The two speeches that I had been told would appear in this new volume – one celebrating the 100th birthday of the German poet Friedrich Schiller and another glorifying the ideals of the French Revolution – did not disappoint. Indeed, they only reinforced my belief that Rav Hirsch is truly unique among the pantheon of rabbinic greats.
One of the themes in Rav Hirsch’s writings that has always struck me is his universalism – mainly because it runs so counter to the prevailing parochialism in many contemporary Orthodox communities. Take, for example, the recent open letter signed by a number of prominent rabbis in advance of the Internet Asifa. In it, they declare that the world revolves around the Jews and therefore theorize that the Internet only entered world history to test the Jewish people’s moral character. What about the rest of the world? Are these rabbis really suggesting that an Internet that affects billions of lives only appeared on planet earth as a moral test for one million Orthodox Jews? Apparently they are.

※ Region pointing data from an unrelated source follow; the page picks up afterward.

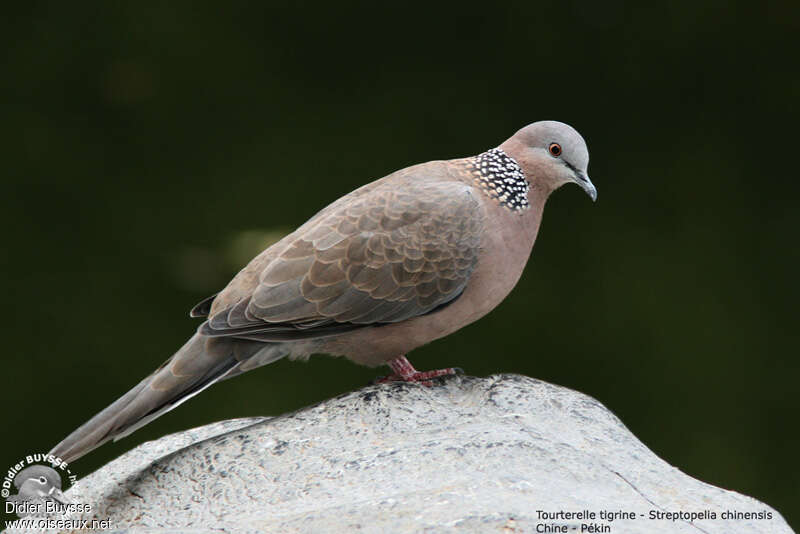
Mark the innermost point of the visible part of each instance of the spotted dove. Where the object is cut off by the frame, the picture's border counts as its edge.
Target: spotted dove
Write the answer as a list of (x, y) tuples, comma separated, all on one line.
[(394, 265)]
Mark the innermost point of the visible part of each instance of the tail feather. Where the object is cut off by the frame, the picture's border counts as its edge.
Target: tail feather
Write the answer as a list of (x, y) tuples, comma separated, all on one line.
[(200, 363)]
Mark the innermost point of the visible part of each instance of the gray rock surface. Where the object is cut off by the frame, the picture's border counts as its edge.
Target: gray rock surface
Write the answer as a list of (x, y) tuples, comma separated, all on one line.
[(469, 455)]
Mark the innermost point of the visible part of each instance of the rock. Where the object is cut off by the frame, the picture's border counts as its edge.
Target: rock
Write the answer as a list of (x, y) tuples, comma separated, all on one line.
[(470, 454)]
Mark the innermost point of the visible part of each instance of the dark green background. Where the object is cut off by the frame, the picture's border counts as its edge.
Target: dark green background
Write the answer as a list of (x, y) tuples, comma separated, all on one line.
[(145, 149)]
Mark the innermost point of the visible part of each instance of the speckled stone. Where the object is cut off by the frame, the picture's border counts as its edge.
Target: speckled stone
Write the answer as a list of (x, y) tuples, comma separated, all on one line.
[(469, 455)]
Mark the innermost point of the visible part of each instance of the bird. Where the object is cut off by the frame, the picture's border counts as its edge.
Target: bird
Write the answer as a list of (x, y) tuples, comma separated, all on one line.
[(36, 484), (395, 264)]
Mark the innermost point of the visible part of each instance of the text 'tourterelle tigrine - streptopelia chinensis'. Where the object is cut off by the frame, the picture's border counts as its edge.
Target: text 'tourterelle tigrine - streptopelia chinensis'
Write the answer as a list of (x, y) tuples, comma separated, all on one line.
[(394, 265)]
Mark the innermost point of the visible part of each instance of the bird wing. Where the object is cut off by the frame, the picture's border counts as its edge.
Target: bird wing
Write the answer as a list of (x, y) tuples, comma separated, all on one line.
[(390, 253)]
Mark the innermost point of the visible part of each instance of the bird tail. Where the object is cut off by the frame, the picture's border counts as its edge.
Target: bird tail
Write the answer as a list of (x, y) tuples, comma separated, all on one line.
[(201, 362)]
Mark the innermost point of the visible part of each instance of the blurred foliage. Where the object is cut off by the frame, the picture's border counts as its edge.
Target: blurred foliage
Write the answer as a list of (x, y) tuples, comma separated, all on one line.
[(144, 145)]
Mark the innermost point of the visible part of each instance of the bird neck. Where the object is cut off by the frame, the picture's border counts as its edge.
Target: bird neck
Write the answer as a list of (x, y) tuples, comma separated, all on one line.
[(499, 176)]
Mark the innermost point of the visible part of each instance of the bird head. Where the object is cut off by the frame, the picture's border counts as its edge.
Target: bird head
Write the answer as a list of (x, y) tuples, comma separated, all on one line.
[(39, 482), (551, 154)]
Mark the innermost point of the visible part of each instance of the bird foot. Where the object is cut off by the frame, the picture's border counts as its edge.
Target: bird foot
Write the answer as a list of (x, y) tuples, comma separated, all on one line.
[(405, 372)]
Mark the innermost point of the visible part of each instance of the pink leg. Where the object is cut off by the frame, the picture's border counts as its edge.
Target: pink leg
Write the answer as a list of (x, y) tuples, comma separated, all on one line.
[(405, 372)]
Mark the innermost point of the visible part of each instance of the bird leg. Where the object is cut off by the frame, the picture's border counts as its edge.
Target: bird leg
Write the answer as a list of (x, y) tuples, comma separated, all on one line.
[(405, 372)]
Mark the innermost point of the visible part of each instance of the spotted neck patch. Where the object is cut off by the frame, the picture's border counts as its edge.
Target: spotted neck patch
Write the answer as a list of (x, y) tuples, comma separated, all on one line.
[(500, 177)]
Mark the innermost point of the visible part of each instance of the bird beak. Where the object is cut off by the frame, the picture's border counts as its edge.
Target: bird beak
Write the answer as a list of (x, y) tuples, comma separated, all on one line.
[(587, 185)]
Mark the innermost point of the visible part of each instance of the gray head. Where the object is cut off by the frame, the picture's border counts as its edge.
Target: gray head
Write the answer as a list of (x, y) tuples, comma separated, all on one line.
[(551, 154), (39, 482)]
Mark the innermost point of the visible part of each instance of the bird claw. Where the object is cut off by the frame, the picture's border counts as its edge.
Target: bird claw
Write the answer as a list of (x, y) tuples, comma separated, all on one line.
[(405, 372)]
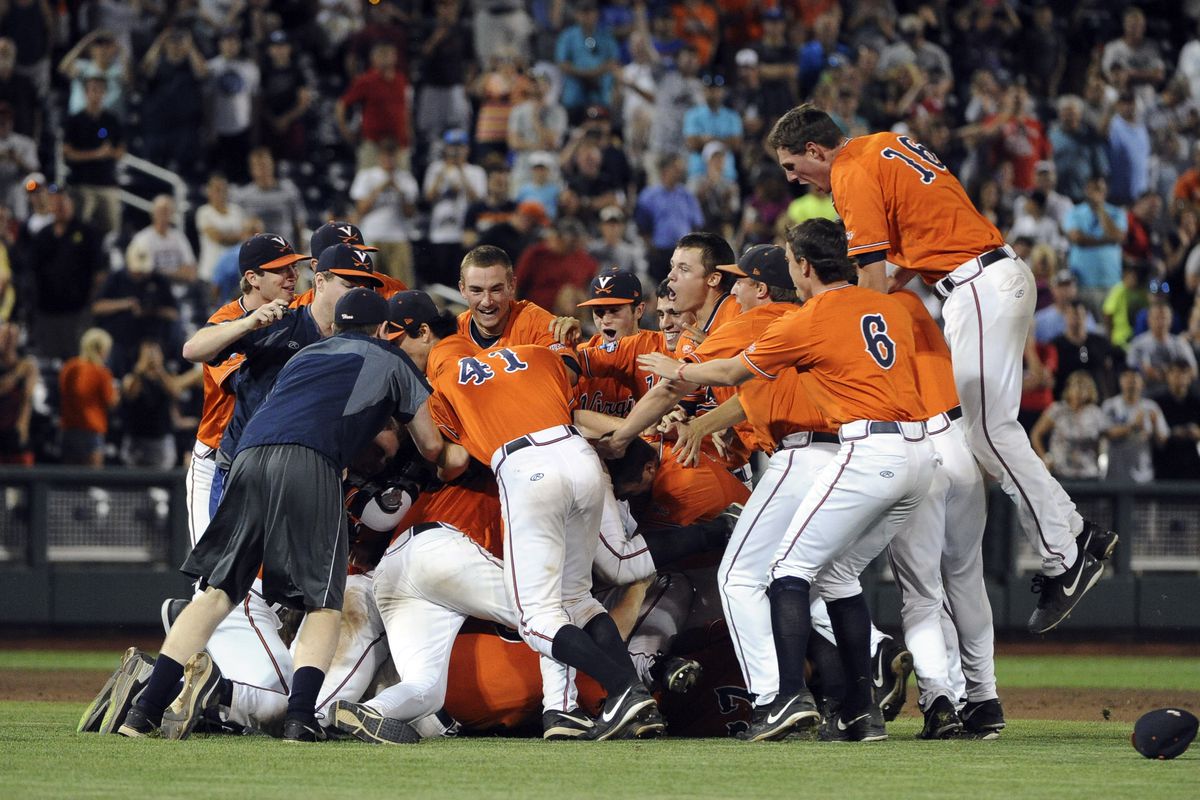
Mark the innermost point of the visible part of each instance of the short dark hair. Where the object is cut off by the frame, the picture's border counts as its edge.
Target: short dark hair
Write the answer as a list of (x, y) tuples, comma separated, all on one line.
[(628, 469), (802, 125), (822, 242)]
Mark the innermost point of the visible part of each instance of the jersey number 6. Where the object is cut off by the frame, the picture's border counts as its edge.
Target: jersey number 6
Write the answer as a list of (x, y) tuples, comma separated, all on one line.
[(879, 344)]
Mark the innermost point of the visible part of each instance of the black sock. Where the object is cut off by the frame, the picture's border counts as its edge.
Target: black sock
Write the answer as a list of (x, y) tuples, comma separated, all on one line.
[(576, 649), (852, 627), (162, 687), (791, 619), (305, 686), (828, 674)]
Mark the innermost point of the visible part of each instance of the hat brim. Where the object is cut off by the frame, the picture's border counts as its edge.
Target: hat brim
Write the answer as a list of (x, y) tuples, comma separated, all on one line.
[(359, 275)]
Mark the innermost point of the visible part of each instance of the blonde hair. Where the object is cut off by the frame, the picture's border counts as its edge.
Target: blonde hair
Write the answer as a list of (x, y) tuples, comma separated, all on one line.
[(95, 344)]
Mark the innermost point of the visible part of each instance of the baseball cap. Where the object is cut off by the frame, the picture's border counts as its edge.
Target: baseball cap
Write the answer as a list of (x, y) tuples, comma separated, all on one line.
[(763, 263), (337, 233), (407, 311), (267, 252), (613, 287), (360, 306), (349, 263)]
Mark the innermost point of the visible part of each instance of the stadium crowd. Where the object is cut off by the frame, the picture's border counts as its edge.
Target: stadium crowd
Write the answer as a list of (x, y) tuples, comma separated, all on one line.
[(577, 136)]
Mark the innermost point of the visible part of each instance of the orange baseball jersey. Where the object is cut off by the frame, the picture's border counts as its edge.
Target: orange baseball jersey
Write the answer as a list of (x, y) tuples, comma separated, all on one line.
[(725, 310), (897, 198), (219, 395), (487, 397), (611, 382), (528, 324), (857, 344), (935, 376)]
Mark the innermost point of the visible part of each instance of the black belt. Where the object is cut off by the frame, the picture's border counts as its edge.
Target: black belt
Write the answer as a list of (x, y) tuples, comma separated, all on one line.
[(526, 441), (946, 286)]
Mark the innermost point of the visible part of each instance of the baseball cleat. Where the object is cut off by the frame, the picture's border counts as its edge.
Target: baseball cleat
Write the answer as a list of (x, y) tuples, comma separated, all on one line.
[(95, 713), (941, 720), (1059, 594), (137, 725), (364, 722), (201, 693), (1097, 541), (619, 713), (169, 612), (130, 680), (891, 668), (983, 720), (781, 716), (565, 725)]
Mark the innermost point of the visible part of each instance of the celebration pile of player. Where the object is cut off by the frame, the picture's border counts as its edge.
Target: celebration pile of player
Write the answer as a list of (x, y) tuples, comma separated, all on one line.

Rav Hirsch’s writings could not stand in greater contrast to this sentiment. “The God of Jewish Teaching is the universal God,” writes Rav Hirsch in an essay in this new volume. God’s covenant with our forefathers was “only for the benefit of all of mankind” (emphases in original). In The Nineteen Letters Rav Hirsch even argues that the “universal acceptance of the brotherhood of mankind [is the Jewish people’s] ultimate goal.”
Rav Hirsch’s ode to Friedrich Schiller is filled with the same universalistic spirit. “[E]nlightenment and…moral civilization,” he says, “are intended to be the heritage of all to whom God has given breath on earth. It is the seedling of this heritage that God has planted into the hearts of mortals, and the purpose of Judaism is to be the sunshine that will cause these seedlings to ripen.”
Rav Hirsch lauds Schiller, a “sublime flower enveloped in an earthly husk,” since his poetry contained ideas that “are now increasingly germinating in mankind’s breast, where they will eventually complete the enlightenment and ennoblement of all humanity.” According to Rav Hirsch,
anyone who emerges in the midst of mankind as a herald who knows how to employ the gift of poetry to inspire the human mind with enthusiasm for all that is pure and true and godly, anyone who knows how to make man proud to be human and to enable him to recognize his God in every breath of his existence, anyone who can snatch man from the dust to have him stand upright in all his dignity and nobility, is, in the view of Judaism, a messenger of God on earth….
I quote Rav Hirsch at such length not only because his rhetoric is so beautiful, but because the universalist strain running through these sentences is truly remarkable. Would that contemporary Orthodox Jews thought of non-Jews in such lofty terms!
Rav Hirsch’s glorification of liberty in another speech appearing in this new volume – delivered on the 50th anniversary of the Battle of Leipzig – is no less amazing. Many contemporary Orthodox Jews speak fondly of the “good-old days” in Europe when Jews lived in shtetls and ghettos, shielded from the allures of the outside world. They believe freedom’s advance in Europe destroyed an idyllic ideal. They essentially share the perspective of the Baal HaTanya who prayed in 1812 that Czar Alexander I defeat Napoleon, fearing the freedom and concomitant spiritual dangers that a French victory would bring.
Once again, Rav Hirsch could not stand in greater contrast. To be sure, Rav Hirsch was not blind to freedom’s hazards and writes in The Nineteen Letters that he cannot welcome freedom if the abandonment of Judaism is its price.
Nonetheless, freedom, qua freedom, is an unmitigated blessing in Rav Hirsch’s view – “a triumph of Divine justice” – and the French Revolution, which unleashed liberty on Europe, “was one of those moments when God visibly entered history” (emphasis in original). In that year, 1789, “with a light that the world had not previously seen, and with a victorious power hitherto never experienced, the sense of justice triumphantly entered into the minds of men.”